Pharaoh is specific about the travel arrangements. He thinks of the women. He thinks of the children. He thinks of the honor due an aged patriarch.
"Thou, Joseph, shalt appoint for the honour of thy father: therefore tell thy brethren, Do this. Take with you from the land of Mizraim wagons drawn by oxen, in which to carry your children and your wives, and bring your father, and come" (Genesis 45:19). Targum Pseudo-Jonathan preserves the phrase l'ikar d'abuchon — for the honor of your father.
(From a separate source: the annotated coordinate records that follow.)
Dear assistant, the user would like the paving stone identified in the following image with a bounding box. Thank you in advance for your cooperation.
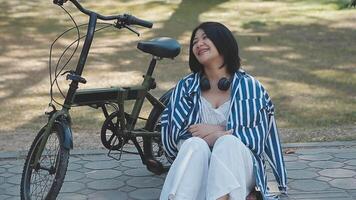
[343,166,356,171]
[82,155,113,161]
[69,155,82,163]
[296,148,326,155]
[334,152,356,159]
[289,191,352,200]
[88,190,129,200]
[87,169,122,179]
[345,159,356,166]
[87,179,125,190]
[329,178,356,190]
[288,170,319,179]
[121,160,145,168]
[0,162,14,169]
[299,154,333,161]
[284,155,298,162]
[121,154,140,160]
[73,160,89,165]
[68,163,83,170]
[129,188,161,200]
[84,161,119,169]
[8,166,23,174]
[0,182,14,189]
[5,185,20,195]
[126,177,164,188]
[286,162,308,170]
[1,172,16,178]
[6,195,20,200]
[6,174,22,185]
[120,185,136,192]
[0,195,11,199]
[124,168,153,176]
[319,169,356,178]
[61,182,85,193]
[77,188,96,196]
[64,171,85,181]
[315,176,333,182]
[289,179,330,191]
[57,193,87,200]
[309,161,344,169]
[330,157,348,163]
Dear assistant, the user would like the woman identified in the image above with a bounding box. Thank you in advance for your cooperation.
[160,22,287,200]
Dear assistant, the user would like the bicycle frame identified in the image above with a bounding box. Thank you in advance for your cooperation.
[32,0,165,166]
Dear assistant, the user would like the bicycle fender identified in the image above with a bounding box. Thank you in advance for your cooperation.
[59,120,73,150]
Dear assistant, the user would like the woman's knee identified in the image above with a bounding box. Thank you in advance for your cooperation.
[181,137,210,155]
[214,135,242,147]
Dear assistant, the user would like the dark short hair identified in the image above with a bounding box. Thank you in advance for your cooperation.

The sages read this verse through two lenses. First, halakhically. Kibbud av, honoring one's parent, is the fifth commandment, but it requires practical expression. It is not enough to feel respect for a father. One must arrange wagons. One must provide transport. One must ensure the journey does not break the old man.
Second, symbolically. The Hebrew word agalot, wagons, is etymologically close to egel, calf. The midrash (Bereshit Rabbah 94:3) plays on this. Joseph sends wagons as a sign to his father that the last Torah topic they studied together, years earlier, was the ritual of the eglah arufah — the calf whose neck is broken when a murder victim is found outside a city (Deuteronomy 21:1-9). When Jacob sees the wagons, he will remember the study, and he will know the message is really from Joseph.
The detail is tender. A father and a son had been in the middle of a lesson when the boy disappeared. Twenty-two years later, the lesson is still unfinished. The wagons are both transport and an unspoken, we were not done yet, Father. Come finish with me.